Dans les sections précédentes de cette partie du cours, dédiés à la première phase de la traduction - la lecture – nous avons revu certains des aspects psychologiques et psychanalytiques du décodage et de l’interprétation. Afin de continuer notre examen des problèmes associés à la lecture, nous devons maintenant nous retirer partiellement de la sphère psychologique et essayer de comprendre ce qui se produit à un niveau logique lorsque nous somme face à un texte: quels sont les raisonnements que nous devons employer afin d’extraire les significations du texte. Afin d’atteindre ce but, nous puiserons visiblement à même la science de l’action des signes: la sémiotique.

Le mot "sémiotique" est dérivé de "semiosis", du Grec semeiosis, "action des signes". Le terme moderne a été inventé par le grand penseur Américain Peirce (1839-1914) et, même si un autre chercheur Suisse, Ferdinand de Saussure (1857-1914) inventait presque simulténament le mot "sémiologie" – un terme par lequel la sémiotique, ou du moins la sémiotique linguistique, est mieux connue en Europe – les deux hommes n’avaient jamais entendu parler de l’existence de l’autre. Cette situation est dûe par dessus tout au fait que, même en rétrospective, Peirce peut être considéré comme un personnage indispensable dans l’histoire de la pensée humaine. Il n’a jamais pu trouver un emploi permanent dans aucune université Américaine et il a gagné sa vie quelquefois grâce à des emplois temporaires qui étaient très souvent en dessous de ses capacités. Ces emplois temporaires lui volaient du temps précieux pour ses études. Ça ne l’a pas empêché de nous léguer approximativement cent milles pages écrites. Seulement une partie infime de ces écrits a été publiée jusqu’à maintenant.

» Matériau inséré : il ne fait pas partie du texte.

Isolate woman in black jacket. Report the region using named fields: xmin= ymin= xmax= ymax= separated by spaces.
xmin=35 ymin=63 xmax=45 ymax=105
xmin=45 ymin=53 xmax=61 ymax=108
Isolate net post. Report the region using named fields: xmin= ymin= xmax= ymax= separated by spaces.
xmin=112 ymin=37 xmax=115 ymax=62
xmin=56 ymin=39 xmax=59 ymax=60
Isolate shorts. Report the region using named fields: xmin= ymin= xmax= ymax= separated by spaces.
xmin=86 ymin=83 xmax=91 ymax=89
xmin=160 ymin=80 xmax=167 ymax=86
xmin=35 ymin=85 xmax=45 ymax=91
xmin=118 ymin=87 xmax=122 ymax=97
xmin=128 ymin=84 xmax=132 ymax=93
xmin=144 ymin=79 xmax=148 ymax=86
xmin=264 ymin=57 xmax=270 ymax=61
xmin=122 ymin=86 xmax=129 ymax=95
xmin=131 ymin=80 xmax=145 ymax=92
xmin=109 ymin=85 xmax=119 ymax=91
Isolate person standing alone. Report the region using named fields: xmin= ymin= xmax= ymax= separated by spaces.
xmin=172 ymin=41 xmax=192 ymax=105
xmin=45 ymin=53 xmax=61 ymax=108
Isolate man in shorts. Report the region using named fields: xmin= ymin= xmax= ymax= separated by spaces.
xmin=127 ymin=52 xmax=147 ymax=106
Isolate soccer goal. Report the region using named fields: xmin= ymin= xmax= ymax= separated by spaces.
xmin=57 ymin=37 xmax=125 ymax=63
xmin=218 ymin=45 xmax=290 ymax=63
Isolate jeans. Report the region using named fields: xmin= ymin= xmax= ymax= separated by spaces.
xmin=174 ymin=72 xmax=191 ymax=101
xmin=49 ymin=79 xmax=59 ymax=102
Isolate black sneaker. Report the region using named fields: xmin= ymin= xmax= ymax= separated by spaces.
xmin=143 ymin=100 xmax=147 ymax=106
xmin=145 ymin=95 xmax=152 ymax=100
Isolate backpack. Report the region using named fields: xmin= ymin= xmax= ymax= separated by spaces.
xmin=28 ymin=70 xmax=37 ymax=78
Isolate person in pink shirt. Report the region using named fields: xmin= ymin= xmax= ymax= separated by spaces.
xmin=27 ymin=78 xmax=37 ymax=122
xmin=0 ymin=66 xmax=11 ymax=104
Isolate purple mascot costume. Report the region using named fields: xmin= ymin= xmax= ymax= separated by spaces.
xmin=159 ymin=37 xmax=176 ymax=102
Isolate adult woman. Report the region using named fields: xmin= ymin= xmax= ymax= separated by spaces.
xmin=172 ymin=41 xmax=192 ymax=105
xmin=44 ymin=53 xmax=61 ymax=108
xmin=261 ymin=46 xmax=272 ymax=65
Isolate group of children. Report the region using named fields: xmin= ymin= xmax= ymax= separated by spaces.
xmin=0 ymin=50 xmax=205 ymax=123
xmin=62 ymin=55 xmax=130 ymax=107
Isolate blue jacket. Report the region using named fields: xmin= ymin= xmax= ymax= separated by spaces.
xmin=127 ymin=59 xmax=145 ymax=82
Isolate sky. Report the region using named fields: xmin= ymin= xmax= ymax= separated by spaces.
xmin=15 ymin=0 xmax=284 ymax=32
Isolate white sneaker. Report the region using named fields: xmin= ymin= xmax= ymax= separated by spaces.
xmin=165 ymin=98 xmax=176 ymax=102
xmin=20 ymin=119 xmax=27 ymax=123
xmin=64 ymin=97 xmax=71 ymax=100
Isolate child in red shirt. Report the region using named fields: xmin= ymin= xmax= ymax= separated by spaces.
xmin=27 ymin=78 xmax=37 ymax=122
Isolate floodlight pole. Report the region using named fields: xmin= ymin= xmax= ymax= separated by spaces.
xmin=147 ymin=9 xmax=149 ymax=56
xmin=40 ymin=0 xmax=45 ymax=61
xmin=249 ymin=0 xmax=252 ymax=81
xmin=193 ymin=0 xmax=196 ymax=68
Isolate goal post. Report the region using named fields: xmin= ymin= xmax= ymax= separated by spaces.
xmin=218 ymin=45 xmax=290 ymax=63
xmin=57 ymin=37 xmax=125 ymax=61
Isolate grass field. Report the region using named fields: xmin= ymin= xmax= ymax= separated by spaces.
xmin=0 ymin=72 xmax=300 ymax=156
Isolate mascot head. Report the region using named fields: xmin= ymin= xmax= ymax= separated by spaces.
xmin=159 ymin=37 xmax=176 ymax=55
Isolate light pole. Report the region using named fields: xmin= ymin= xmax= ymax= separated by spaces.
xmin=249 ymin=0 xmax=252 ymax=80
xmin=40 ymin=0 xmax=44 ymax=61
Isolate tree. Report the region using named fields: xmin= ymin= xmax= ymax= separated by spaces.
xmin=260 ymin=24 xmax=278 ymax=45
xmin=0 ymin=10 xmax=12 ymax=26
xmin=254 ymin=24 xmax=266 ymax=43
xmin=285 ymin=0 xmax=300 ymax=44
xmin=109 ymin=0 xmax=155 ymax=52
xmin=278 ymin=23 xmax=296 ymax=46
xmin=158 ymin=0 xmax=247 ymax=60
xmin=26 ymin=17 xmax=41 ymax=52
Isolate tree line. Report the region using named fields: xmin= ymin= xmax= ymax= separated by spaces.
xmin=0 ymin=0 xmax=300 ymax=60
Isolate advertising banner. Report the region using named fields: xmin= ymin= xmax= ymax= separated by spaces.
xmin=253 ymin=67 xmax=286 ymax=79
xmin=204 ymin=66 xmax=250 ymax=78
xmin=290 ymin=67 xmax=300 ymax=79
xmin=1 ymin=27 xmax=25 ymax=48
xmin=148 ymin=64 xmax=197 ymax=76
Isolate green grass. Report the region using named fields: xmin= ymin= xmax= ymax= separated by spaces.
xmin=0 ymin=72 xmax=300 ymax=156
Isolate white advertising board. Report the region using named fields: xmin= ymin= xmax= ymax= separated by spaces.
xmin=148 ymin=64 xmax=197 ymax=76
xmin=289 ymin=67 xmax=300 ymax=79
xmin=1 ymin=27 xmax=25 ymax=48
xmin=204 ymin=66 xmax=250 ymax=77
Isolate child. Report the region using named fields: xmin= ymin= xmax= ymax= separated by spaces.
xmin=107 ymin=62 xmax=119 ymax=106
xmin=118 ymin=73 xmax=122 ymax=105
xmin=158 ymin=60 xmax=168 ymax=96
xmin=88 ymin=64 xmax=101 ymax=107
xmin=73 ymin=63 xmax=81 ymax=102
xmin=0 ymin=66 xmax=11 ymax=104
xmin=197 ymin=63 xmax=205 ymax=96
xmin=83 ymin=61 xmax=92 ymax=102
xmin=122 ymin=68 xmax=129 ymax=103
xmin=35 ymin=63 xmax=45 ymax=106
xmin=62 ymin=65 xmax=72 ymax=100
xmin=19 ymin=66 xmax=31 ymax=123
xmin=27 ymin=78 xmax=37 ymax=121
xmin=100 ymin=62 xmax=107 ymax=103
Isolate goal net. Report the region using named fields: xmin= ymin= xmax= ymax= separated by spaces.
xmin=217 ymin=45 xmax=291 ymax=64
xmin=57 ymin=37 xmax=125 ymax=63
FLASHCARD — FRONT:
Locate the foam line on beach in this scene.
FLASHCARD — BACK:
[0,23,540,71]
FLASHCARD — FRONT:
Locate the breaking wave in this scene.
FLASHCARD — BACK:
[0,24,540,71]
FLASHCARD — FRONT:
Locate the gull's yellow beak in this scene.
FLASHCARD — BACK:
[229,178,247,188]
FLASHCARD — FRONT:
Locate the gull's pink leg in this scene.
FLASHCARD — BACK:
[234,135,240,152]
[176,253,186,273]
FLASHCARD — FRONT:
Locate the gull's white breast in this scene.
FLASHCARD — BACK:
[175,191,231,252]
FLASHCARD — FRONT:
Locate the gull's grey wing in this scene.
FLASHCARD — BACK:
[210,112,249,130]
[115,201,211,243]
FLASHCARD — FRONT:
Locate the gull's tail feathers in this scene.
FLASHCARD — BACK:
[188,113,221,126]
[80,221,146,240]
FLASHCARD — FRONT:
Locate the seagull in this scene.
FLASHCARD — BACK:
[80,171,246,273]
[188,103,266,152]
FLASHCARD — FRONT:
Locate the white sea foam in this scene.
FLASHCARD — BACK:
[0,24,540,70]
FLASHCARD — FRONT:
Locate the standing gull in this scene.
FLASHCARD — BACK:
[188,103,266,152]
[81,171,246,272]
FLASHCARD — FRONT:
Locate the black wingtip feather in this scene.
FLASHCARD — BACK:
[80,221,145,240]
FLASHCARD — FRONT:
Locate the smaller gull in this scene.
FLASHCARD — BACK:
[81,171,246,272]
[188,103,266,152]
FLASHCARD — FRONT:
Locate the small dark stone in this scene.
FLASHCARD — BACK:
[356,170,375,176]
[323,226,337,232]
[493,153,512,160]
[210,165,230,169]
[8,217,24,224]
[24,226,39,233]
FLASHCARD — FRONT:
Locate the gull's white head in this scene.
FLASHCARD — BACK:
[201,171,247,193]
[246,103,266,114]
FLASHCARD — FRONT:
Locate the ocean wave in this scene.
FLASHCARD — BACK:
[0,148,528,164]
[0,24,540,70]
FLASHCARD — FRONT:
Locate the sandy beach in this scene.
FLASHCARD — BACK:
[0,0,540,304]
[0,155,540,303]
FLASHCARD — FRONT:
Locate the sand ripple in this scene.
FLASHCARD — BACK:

Examinons les principales formes logiques qui caractérisent toutes les actions cognitives que nous utilisons dans nos tentatives de comprendre les choses. La façon la plus simple et la plus rapide est d’utiliser la déduction, un raisonnement analytique, qui procède du général au particulier. Regardons l’exemple d’Aristote: commençons par un énoncé majeur, une règle qui intègre de nombreux cas:

A: "tous les hommes sont mortels"

un énoncé mineur est avancé - une règle sousjacente à l’énoncé majeur:

B: "Socrate est un homme".


en conclusion, la conséquence que l’on retire de ces énoncés est que:

C: "Socrate est mortel".

Ce genre de logique est caractérisé par l’absence de tout risque: si vous êtes certain de la validité des énoncés A et B, vous pouvez être tout à fait certain que C est aussi valide. Le problème avec la déduction est qu’elle en crée un autre: même si elle est utile lorsque nous appliquons des règles générales à des cas individuels, ce n’est en aucun cas créatif parce que nous n’ajoutons rien de nouveau à ce que nous connaissons déjà. Pierce à illustré la déduction avec l’exemple bien connue du sac de haricots:

Règle

Tous les haricots contenus dans ce sac sont blancs.

Cas

Ces haricots proviennent de ce sac

Résultat

Ces haricots sont blancs2.

Si nous désirons mettre à l’épreuve une logique plus créative, nous pouvons constater ce qui se produit lorsque nous modifions l’ordre dans lequel les éléments de la déduction sont placés. L’induction est sous certains aspects, le contraire de la déduction, parce que les prémisses avec lesquelles l’induction débute sont celles de l’ordre mineur de sorte que la logique procède du particulier au général. Nous nous retrouvons avec une logique synthétique:

A: "Le crayon tombe".

L’observation d’un cas spécifique, sans doute véridique, un fait connu de toute personne qui a déjà échappé un crayon. En induction il existe plusieurs autres prémisses mineures, par exemple:

B: "Le livre tombe",

Très facilement vérifiable

C: "L’homme tombe".


Pour arriver à une conclusion, toutefois, et énoncer la règle générale ‘sur la base de ces cas particuliers, un bond logique est nécessaire afin de pouvoir statuer que:

D: "Tous les corps tombent".

Cette logique, est basée sur le monde empirique et non uniquement sur les lois de la logique, parce qu’elle débute d’une observation pratique de phénomènes objectifs, est créative, parce que D est beaucoup plus que la somme de A,B et C. Le côté négatif est que nous n’avons pas de certitude que D est vrai. Alors, si l’induction est une forme de logique utile pour établir des hypothèses sur des règles qui ne sont pas nettement focalisées, d’autre part elle demeure utile seulement pour la création d’hypothèses, et non de convictions comme c’est le cas pour la déduction.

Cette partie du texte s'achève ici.